After the abrupt passing of Supreme Court Justice Antonin Scalia there was quite a bit of a stir over who current president Barack Obama would select as his nominee to fill Scalia’s role on the Supreme Court. In fact, there was plenty of talk of Republicans doing their best to block any sort of decision while Obama was still in office, in order to delay it for the next sitting president. Of course, things have changed in the interim, with Donald Trump looking to be the Republican nominee and the party scrambling to ensure that Trump doesn’t actually end up the most powerful man in the free world.
Obama’s decision landed on Merrick Garland, chief judge of the U.S. Court of Appeals for the District of Columbia Circuit. What has Garland been up to while waiting for the Senate to vote on his nomination? According to BuzzFeed he’s been speaking to high school graduates using Harry Potter quotes. That’s not a joke. Today at Niles West High he delivered the graduation speech to his alma mater where he spoke about public service and claimed that there were routes outside of law. When he elaborated he quoted Hermione Granger as an inspiration.
“In fact, the Minister of Magic once did. ‘Are you planning to follow a career in Magical Law, Ms.

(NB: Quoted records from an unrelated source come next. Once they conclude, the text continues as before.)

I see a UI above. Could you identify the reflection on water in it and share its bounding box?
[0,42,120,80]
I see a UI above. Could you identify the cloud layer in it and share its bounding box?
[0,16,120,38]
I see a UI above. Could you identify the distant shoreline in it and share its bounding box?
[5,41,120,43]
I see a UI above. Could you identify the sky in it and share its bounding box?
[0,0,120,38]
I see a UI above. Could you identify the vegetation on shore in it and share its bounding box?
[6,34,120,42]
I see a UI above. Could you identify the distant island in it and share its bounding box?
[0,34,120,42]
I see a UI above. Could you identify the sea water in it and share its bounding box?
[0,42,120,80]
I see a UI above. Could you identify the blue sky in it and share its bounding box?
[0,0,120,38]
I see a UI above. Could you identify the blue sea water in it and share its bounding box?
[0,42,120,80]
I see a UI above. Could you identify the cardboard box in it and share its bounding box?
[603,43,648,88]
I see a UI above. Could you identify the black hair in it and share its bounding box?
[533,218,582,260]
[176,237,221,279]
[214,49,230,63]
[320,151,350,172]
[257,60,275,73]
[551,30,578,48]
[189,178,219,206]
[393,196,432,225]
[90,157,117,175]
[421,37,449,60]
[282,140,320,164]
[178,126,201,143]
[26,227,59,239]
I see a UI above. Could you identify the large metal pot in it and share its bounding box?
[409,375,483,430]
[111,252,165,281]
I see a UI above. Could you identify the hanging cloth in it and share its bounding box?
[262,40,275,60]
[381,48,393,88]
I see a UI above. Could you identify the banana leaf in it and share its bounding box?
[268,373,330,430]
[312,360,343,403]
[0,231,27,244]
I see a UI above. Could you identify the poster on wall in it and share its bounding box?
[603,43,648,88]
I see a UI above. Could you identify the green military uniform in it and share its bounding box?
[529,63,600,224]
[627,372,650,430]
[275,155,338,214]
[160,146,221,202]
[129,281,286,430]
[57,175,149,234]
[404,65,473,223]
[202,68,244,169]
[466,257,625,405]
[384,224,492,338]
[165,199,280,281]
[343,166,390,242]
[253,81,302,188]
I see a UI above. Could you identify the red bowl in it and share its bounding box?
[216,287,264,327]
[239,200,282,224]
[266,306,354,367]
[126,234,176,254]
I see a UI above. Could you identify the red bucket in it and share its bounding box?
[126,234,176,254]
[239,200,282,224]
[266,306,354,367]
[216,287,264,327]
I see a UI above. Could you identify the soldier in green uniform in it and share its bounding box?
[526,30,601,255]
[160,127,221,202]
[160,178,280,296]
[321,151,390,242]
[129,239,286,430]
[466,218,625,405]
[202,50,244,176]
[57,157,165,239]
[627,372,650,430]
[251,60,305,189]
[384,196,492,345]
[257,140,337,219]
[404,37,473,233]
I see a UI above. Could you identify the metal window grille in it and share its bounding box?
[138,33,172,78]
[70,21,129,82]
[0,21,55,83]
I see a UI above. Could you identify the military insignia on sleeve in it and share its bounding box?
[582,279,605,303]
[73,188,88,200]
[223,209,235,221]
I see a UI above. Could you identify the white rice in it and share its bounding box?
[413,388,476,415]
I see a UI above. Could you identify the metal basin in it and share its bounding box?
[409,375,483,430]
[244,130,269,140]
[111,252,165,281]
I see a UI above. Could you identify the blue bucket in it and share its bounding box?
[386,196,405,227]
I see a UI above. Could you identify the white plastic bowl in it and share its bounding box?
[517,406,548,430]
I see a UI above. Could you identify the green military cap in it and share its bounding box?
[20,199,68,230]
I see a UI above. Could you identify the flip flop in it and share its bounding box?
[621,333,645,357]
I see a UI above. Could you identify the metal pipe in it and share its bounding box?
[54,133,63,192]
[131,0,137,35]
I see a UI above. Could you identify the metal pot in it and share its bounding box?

Granger?’ he asked. ‘No, I’m not,’ retorted Hermione. ‘I’m hoping to do some good in the world.’”
“Now that doesn’t mean that you and your friends have to vanquish Lord Voldemort. Not everyone has the very particular set of skills required to accomplish that task.
But as Professor Dumbledore once told Harry Potter: It is our choices that show what we truly are, more than our abilities.
So make the choice do to some good in the world.”
Now, look, we can’t decide if someone will be a great Supreme Court Justice just from the pop culture that they reference, but if Merrick Garland is turning to the Harry Potter series for ways to inspire young people, he at least understands how to adjust to his audience. That at least gives hope to how he’d be able to handle more sensitive, modern issues such as ones involving privacy, technology and the rights of people that have been previously ignored.